Но Мари-Жозеф пребывала в таком душевном смятении, что просто не испытывала страха. Гуроны промчались мимо. Старший на скаку провел по ее волосам пером. Младший коснулся волос Ива. Старший снова пронесся мимо них и, склонившись с седла, дотронулся до волос Люсьена.
— Они заявили свои права на наши скальпы, — объяснил Люсьен. — Что касается меня, мой парик все равно испорчен; пусть забирают, если хотят.
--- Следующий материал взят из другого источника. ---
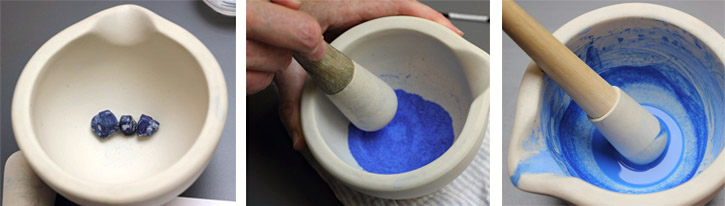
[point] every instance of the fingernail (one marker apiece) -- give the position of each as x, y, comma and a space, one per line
319, 51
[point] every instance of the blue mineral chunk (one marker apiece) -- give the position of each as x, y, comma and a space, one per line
146, 126
127, 125
104, 124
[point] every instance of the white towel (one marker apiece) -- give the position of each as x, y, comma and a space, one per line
470, 188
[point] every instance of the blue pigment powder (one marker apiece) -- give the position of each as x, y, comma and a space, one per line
662, 67
420, 132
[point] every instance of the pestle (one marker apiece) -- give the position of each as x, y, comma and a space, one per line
634, 132
366, 100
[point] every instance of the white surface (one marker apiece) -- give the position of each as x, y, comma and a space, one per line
444, 69
367, 101
141, 64
185, 201
552, 15
469, 188
699, 190
631, 130
21, 186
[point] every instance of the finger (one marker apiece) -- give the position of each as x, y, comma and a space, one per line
257, 81
292, 4
348, 15
286, 28
289, 83
266, 58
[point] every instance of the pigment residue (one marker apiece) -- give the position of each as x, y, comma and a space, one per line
420, 132
671, 75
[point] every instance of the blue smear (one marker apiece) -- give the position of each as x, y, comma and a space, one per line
663, 68
420, 132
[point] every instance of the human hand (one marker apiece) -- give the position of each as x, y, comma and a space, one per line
274, 30
333, 17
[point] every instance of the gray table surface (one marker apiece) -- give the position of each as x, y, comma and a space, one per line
552, 15
276, 174
26, 25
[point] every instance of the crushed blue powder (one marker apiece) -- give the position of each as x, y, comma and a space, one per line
127, 125
104, 124
146, 126
420, 132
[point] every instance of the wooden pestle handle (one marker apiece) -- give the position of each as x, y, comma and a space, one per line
332, 73
590, 91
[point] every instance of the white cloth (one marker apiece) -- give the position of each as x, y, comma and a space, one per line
470, 188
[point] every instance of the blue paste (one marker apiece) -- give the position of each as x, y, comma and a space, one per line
127, 125
104, 124
146, 126
663, 68
420, 132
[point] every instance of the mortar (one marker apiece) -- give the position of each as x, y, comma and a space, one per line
668, 61
420, 57
131, 61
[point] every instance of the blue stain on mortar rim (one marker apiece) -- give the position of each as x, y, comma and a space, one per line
659, 65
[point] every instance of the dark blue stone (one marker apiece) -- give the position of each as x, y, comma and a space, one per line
127, 125
104, 124
146, 126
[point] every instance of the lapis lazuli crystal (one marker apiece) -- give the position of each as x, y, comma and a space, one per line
146, 126
104, 124
127, 125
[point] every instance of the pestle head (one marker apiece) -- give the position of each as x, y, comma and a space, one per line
632, 130
366, 100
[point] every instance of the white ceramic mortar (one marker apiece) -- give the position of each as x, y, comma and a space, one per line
131, 61
421, 57
698, 190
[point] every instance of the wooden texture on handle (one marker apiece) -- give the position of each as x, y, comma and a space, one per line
590, 91
332, 73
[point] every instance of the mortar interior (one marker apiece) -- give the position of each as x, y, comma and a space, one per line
405, 59
661, 66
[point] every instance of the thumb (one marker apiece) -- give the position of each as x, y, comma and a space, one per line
289, 83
Как только король ускакал навстречу брату, Лоррен привязал руки Мари-Жозеф к постромкам упряжных лошадей. Мокрая, забрызганная грязью, несчастная, она не противилась. Когда Лоррен приказал мушкетерам привязать Ива к левой руке Мари-Жозеф, тот вздумал было упираться, но тщетно. Люсьен перенес неизбежный позор, надменно и пренебрежительно глядя в пространство. Шартр и Мэн привязали его к Мари-Жозеф справа.
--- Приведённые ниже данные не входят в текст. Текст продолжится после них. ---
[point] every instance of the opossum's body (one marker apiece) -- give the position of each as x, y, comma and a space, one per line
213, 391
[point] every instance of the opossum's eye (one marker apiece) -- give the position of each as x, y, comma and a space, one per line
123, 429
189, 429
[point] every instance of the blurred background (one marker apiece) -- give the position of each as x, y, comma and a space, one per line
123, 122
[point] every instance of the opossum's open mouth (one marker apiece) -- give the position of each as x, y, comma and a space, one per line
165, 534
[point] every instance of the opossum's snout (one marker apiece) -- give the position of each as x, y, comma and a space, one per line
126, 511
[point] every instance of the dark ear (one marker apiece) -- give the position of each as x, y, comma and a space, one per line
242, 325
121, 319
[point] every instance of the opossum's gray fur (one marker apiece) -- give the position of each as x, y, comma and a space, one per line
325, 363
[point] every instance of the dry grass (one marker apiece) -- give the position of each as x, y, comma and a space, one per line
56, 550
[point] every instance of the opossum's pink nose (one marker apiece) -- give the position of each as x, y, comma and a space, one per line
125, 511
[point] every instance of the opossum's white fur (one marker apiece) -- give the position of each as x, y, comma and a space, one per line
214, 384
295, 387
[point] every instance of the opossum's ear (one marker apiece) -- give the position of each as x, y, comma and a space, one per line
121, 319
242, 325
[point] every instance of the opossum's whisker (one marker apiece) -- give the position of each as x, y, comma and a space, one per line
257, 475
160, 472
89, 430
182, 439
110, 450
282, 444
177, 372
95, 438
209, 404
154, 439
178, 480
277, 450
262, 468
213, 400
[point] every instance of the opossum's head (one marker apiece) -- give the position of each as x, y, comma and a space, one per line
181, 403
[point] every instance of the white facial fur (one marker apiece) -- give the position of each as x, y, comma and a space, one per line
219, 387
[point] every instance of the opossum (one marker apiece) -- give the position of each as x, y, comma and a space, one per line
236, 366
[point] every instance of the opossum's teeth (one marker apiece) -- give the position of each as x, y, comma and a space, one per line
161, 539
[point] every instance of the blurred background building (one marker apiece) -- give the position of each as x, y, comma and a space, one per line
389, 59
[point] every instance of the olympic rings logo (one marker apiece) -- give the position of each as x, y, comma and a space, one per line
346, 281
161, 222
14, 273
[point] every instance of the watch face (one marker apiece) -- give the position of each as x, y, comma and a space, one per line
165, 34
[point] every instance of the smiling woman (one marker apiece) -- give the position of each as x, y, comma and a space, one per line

— Сейчас вам очень пригодилось бы покровительство какого-нибудь высокопоставленного лица, — сказал Лоррен Мари-Жозеф.
Она подняла голову и злобно воззрилась на него:
— Неумно.
Упряжные лошади тяжело сдвинулись с места. Люсьен изо всех сил старался не отставать, неуклюже опираясь при ходьбе на трость. Лошади брели в сторону рассвета.
— Месье де Кретьен, сколь низко вы пали. Впрочем, возможно, вам еще предстоит поизвиваться под моим сапогом.
Лоррен стегнул ближайшую упряжную лошадь по крупу. Она перешла на рысь, потащив за собой вторую. Люсьен споткнулся, но удержался на ногах и с трудом выпрямился.
— Тпру, тпру! — тихо приказал он лошадям.
Те замедлили шаг, но, как ему показалось, не столько послушав его, сколько от усталости.
«Уж как Лоррен порадовался бы, если бы протащил меня по земле до самого Версаля», — подумал он.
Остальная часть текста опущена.